Most of the time abstraction doesn't save you time. It may save you cognitive overload by making certain parts of the system simpler to reason about, and that can be a valid reason to do it, but multiple layers is almost never worth it and the idea that you can somehow see the future and know the right abstraction to prevent future pain is delusional unless the problem space is really really well known and understood, which is almost never the case in my experience.
The Gary Bernhardt talk "Boundaries" shows an end result that is very close to The Onion Architecture presented here. And Onion is of course very close to the also popular Clean Architecture and Hexagonal Architecture. Which at the end are very close to applications built using the principles that cjohnson318 mentioned: "have well defined interfaces, and pass simple data through them".
This is all very close to some of the principles Bertrand Meyer teaches. For example, having different modules that make decisions and different modules that perform actions. Which is close to Event Sourcing and CQRS. Which once again is close to BASIC having SUBs and FUNs.
Sure, under a microscope you will have different terminologies, and even apply different techniques and patterns, but the principles in the end are very similar.
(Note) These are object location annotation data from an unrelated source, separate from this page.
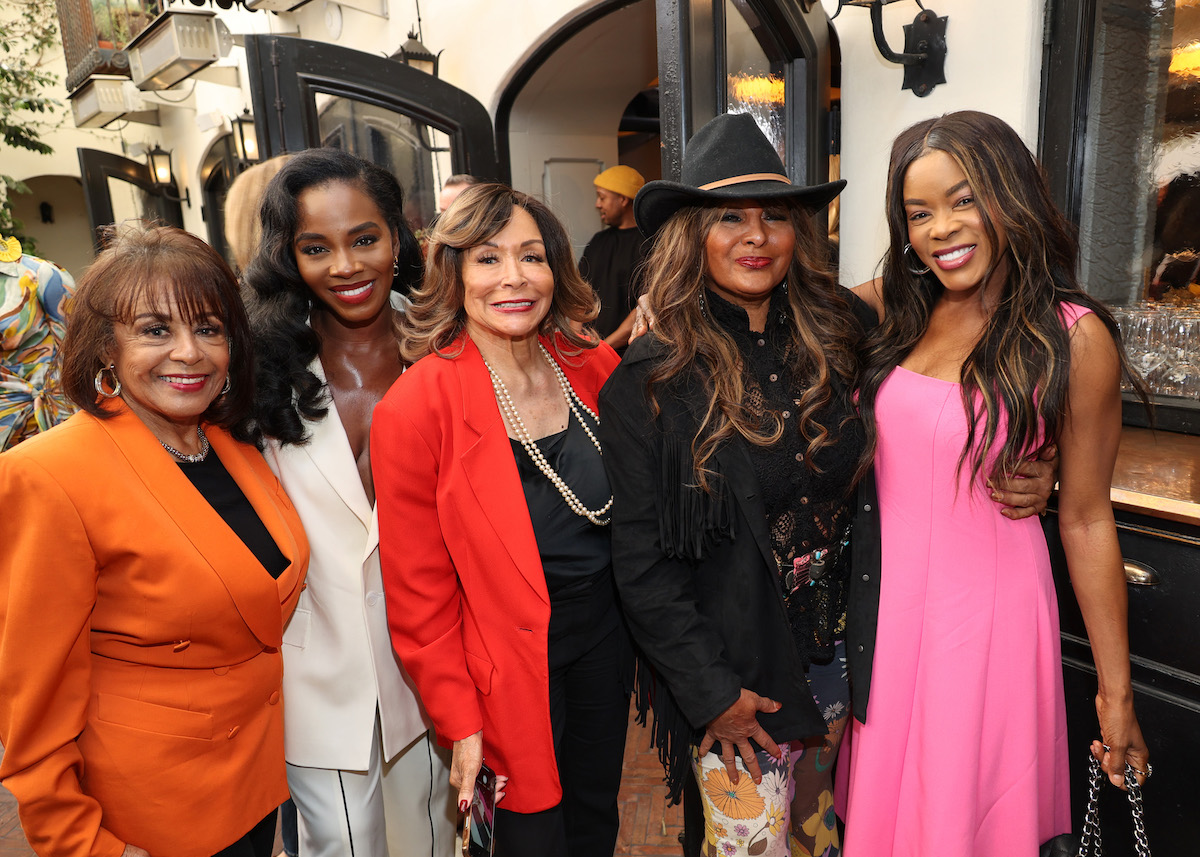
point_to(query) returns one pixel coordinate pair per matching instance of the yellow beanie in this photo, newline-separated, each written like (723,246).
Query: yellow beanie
(624,180)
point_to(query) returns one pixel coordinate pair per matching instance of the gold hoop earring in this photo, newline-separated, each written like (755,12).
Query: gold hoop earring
(100,382)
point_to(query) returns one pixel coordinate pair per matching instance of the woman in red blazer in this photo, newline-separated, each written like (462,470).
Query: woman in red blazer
(493,505)
(149,564)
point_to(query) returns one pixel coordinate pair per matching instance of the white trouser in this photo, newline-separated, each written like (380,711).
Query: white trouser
(402,808)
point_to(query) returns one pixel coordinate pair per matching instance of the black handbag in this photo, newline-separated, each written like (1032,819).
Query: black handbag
(1089,844)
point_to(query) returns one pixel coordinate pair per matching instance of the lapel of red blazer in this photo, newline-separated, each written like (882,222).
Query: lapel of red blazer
(492,471)
(257,597)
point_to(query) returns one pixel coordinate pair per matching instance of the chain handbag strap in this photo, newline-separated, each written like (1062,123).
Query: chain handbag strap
(1090,841)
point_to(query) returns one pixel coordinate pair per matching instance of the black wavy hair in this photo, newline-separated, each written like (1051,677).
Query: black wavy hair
(279,300)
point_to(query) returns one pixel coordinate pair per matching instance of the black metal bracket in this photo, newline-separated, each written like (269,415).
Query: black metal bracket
(924,49)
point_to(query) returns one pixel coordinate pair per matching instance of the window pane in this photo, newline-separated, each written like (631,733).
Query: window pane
(1140,220)
(418,155)
(130,202)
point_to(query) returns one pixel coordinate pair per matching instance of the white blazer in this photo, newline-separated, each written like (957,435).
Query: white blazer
(339,666)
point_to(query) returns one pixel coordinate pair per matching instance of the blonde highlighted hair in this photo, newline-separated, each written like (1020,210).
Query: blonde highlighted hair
(437,316)
(821,327)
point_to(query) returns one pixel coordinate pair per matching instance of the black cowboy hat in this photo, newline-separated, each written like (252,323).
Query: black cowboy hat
(727,159)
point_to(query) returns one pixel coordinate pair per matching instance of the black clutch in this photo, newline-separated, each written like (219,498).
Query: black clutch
(1089,843)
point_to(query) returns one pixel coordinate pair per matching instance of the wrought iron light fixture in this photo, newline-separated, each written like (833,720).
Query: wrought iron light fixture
(161,177)
(413,53)
(924,46)
(245,139)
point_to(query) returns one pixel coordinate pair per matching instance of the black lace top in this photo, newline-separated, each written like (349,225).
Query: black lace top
(807,501)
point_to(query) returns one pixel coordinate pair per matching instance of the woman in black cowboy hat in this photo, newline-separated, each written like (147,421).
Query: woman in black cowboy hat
(731,443)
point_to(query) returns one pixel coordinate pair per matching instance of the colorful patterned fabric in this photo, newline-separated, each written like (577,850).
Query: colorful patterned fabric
(35,297)
(791,813)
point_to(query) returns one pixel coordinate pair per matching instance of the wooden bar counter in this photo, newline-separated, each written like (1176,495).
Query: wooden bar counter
(1158,474)
(1156,501)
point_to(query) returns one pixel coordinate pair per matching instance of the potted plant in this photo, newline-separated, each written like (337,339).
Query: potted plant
(119,21)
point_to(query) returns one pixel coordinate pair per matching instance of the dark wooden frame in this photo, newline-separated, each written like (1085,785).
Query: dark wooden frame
(287,72)
(96,167)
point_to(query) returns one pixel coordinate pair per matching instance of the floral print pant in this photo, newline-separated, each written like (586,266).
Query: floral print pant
(790,814)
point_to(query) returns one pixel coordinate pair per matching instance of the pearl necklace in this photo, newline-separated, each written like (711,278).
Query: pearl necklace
(574,402)
(193,459)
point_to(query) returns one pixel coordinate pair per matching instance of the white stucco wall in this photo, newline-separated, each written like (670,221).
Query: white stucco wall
(993,64)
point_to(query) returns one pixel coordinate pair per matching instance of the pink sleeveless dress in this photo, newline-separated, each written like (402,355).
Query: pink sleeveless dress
(964,753)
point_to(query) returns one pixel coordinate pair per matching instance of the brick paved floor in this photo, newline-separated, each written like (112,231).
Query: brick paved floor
(647,826)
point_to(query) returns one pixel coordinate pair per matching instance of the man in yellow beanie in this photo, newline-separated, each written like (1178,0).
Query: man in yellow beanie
(613,256)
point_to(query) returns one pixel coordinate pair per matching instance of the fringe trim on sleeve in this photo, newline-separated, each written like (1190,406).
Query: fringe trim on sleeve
(670,732)
(691,521)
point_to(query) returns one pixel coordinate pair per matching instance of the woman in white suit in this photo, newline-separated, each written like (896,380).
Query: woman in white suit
(363,768)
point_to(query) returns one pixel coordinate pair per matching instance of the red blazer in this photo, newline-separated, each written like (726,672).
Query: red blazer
(466,592)
(139,661)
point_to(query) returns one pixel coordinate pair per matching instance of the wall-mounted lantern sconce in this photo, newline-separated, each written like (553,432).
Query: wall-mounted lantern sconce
(245,139)
(161,177)
(413,53)
(924,46)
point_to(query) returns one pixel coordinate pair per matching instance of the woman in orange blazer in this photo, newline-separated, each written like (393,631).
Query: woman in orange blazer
(492,537)
(150,562)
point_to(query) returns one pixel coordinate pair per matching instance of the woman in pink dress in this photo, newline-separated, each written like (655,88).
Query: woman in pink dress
(987,353)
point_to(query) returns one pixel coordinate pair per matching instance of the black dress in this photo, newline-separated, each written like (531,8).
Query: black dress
(589,657)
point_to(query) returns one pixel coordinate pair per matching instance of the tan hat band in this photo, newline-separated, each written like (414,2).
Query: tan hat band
(743,179)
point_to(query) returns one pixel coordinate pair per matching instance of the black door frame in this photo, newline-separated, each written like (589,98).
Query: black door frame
(97,167)
(287,72)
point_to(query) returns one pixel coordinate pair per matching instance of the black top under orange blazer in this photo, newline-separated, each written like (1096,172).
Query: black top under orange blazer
(139,643)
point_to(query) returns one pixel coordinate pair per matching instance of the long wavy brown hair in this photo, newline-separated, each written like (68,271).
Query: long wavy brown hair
(1020,366)
(823,335)
(437,317)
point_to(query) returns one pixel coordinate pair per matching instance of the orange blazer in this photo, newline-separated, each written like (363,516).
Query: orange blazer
(139,661)
(467,600)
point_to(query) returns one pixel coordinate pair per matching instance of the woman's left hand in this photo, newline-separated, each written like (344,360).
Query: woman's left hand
(468,756)
(1027,491)
(1122,741)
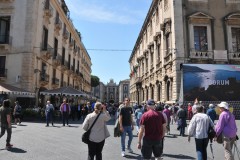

You might not have anti-corruption layers anywhere, as the sibling commenter mentioned, but that's missing the forest for the trees: the end goal and end result are virtually the same, even if the implementation is different.
In the end happy families have different socioeconomic backgrounds, different ethnicities and religions, but they're still alike. It's the bad ones that have lots of special cases and exceptions everywhere in their design or whatever it is.
Always analyze and decide if it is worth it.
You get some benefits like being able to write very straightforward business logic, but in return you:
- have to constantly fight the entropy, because every day you'll have to implement another corner case that is 2 points if you violate the layer isolation and 10 points if you reengineer the layers to preserve it
- have to constantly repeat yourself and create helpers, because your API layer objects, your domain layer objects, your DB layer objects all look very similar to each other.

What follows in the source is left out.